The issue of language skills has arisen strictly in the context of health care, the consultation paper adds. “Language requirements should be justified and proportionate, in view of the activity that the professional wishes to carry out. Thus, they may vary according to the activities to be exercised, in line with the proportionality principle. Professionals should be able to demonstrate their linguistic skills by any means (attendance of language training, stay in a country where the language is used, etc.). On the other hand, the Directive should not be construed as imposing a blanket ban on language testing. It does allow for language testing in exceptional and justified cases.”
But article 53 of the directive is interpreted differently across Europe, according to regulatory reports submitted to the European Commission (http://ec.europa.eu/internal_market/qualifications/evaluation_en.htm#additional_experience_12_2010).
Some regulators require a language assessment test post-registration (Italy). Some subject doctors to the scrutiny of a panel (Austria), or interviews conducted by the regulator (Cyprus), while others require that doctors demonstrate that they’re able to discuss a video recording with a regulatory panel (Portugal).
Some nations leave it to employers to gauge language proficiency (Ireland, Malta, Belgium, Finland, Sweden, Slovenia, Estonia, Latvia and Lithuania), while others require a test within the first six months of employment (some regions of Denmark).
Poland merely requires that doctors declare in writing that their level of Polish is up to speed, while Luxembourg doesn’t require language assessments unless doubts are raised about a doctor’s linguistic skills. Doctors in France who do not have certified proof of linguistic competency in French face language verification from the medical inspector of the department of public health, while those in the Czech Republic may face written and oral tests. Germany leaves the matter entirely in the hands of local states.
Fernando Rivas, national officer for postgraduate training for the Spanish Medical Chamber, says compulsory membership in provincial medical colleges may create a situation in which language proficiency becomes a matter easily enforced by the national chamber.
The United Kingdom’s General Medical Council (GMC), meanwhile, does not conduct language assessment because its regulatory framework prohibits it.
“The GMC supports the free movement of doctors in the European Economic Area but the legal framework does not adequately protect patients. We are currently unable to assess the language and clinical skills of these doctors at registration, as we do with other doctors who qualified outside the UK, so cannot be sure that doctors on the register have the necessary language skills to practise medicine safely,” Niall Dickson, chief executive of the council, writes in an email.
The council, along 25 other European medical regulators who comprise a group called Informal Network [of] Competent Authorities for Doctors, adopted a joint statement in 2010 calling on the European Commission to “examine the language provisions in the Directive to address the concerns of competent authorities in relation to language proficiency of migrant doctors in the interest of patient safety” (www.gmc-uk.org/Joint_Berlin_statement_28_Oct_2010_37914074.pdf).

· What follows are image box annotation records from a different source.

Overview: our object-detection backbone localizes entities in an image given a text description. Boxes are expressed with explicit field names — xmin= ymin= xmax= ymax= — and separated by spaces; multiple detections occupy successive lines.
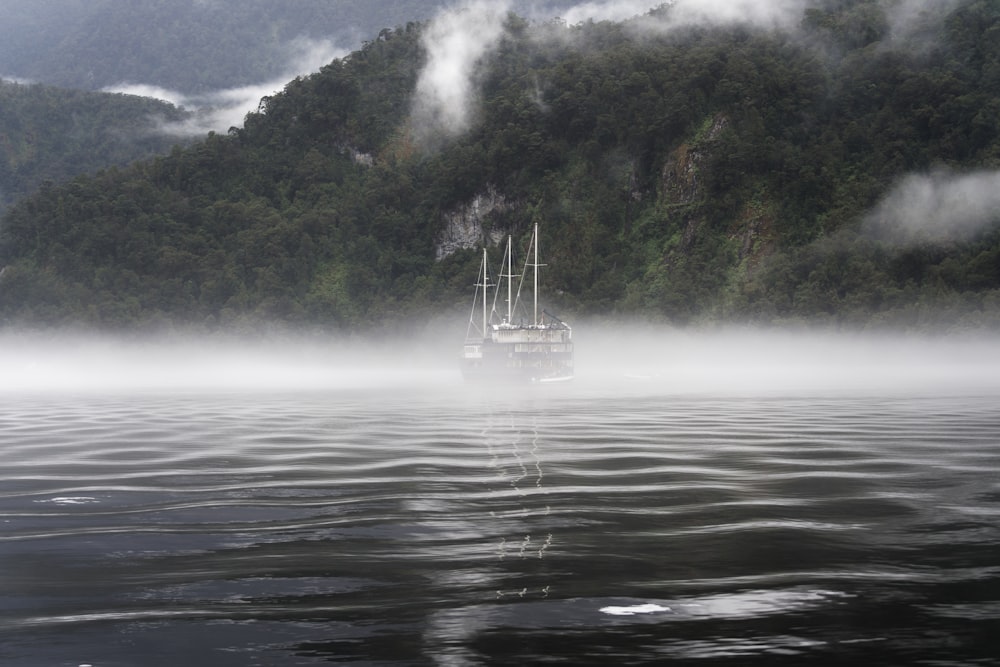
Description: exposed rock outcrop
xmin=435 ymin=187 xmax=514 ymax=261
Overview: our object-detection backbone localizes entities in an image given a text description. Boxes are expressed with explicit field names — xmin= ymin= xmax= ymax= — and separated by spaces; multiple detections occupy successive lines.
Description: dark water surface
xmin=0 ymin=348 xmax=1000 ymax=667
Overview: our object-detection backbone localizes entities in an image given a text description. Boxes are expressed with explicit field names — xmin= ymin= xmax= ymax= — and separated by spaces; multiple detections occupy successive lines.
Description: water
xmin=0 ymin=336 xmax=1000 ymax=667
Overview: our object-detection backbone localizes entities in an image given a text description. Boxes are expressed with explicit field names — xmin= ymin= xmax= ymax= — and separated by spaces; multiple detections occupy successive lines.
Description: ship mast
xmin=482 ymin=246 xmax=490 ymax=339
xmin=507 ymin=234 xmax=514 ymax=324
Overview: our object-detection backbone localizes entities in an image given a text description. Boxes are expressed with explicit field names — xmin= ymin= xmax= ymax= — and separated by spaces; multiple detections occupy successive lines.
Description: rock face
xmin=435 ymin=187 xmax=514 ymax=261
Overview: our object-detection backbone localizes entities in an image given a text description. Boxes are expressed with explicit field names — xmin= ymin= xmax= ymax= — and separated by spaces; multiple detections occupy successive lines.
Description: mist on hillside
xmin=0 ymin=323 xmax=1000 ymax=398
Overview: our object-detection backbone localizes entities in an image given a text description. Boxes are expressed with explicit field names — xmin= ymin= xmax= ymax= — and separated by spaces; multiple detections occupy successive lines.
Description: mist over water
xmin=0 ymin=322 xmax=1000 ymax=667
xmin=0 ymin=325 xmax=1000 ymax=395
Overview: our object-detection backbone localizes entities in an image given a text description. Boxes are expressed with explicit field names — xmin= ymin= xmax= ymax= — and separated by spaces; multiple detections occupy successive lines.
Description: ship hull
xmin=461 ymin=327 xmax=573 ymax=382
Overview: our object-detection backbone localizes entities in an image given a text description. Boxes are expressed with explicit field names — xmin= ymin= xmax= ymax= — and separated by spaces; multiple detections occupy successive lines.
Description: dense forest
xmin=0 ymin=81 xmax=186 ymax=213
xmin=0 ymin=0 xmax=571 ymax=95
xmin=0 ymin=0 xmax=1000 ymax=329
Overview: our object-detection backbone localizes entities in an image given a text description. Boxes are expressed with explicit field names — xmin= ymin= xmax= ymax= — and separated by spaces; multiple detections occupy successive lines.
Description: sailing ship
xmin=461 ymin=225 xmax=573 ymax=382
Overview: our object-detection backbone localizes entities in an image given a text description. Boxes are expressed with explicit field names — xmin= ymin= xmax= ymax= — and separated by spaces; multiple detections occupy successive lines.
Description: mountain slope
xmin=0 ymin=81 xmax=184 ymax=212
xmin=0 ymin=1 xmax=1000 ymax=328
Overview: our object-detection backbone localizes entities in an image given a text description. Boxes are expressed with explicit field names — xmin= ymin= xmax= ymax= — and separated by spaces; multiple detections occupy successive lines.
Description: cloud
xmin=562 ymin=0 xmax=663 ymax=25
xmin=411 ymin=0 xmax=510 ymax=147
xmin=105 ymin=38 xmax=347 ymax=137
xmin=562 ymin=0 xmax=812 ymax=31
xmin=864 ymin=171 xmax=1000 ymax=246
xmin=882 ymin=0 xmax=968 ymax=40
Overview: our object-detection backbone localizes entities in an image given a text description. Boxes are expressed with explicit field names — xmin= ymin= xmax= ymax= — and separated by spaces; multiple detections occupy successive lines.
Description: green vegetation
xmin=0 ymin=0 xmax=1000 ymax=328
xmin=0 ymin=81 xmax=189 ymax=213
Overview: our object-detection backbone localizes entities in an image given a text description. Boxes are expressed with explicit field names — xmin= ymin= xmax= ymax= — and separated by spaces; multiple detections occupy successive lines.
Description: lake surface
xmin=0 ymin=336 xmax=1000 ymax=667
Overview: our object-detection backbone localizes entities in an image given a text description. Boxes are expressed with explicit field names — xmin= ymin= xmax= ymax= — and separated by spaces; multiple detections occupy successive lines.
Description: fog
xmin=411 ymin=0 xmax=509 ymax=144
xmin=0 ymin=324 xmax=1000 ymax=399
xmin=864 ymin=171 xmax=1000 ymax=247
xmin=104 ymin=37 xmax=348 ymax=137
xmin=410 ymin=0 xmax=967 ymax=147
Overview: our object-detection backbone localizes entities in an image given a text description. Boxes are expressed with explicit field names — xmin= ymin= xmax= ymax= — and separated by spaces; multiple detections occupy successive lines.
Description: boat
xmin=461 ymin=224 xmax=573 ymax=383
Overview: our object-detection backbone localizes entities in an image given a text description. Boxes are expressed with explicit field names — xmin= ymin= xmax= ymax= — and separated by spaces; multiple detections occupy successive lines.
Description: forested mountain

It’s an indicator of a desire for tighter language requirements, Dr. Bernardo Bollen Pinto, president of the Permanent Working Group of European Junior Doctors, writes in an email. “Some regulatory bodies are expressing concerns regarding the language skills of migrating doctors and might push in the direction of mandatory language testing. This issue is particularly evident in the UK, where recent cases of alleged malpractice with disastrous results by foreign doctors came out in the media. Communication problems between doctor and patient were pointed out as the cause of the problem.”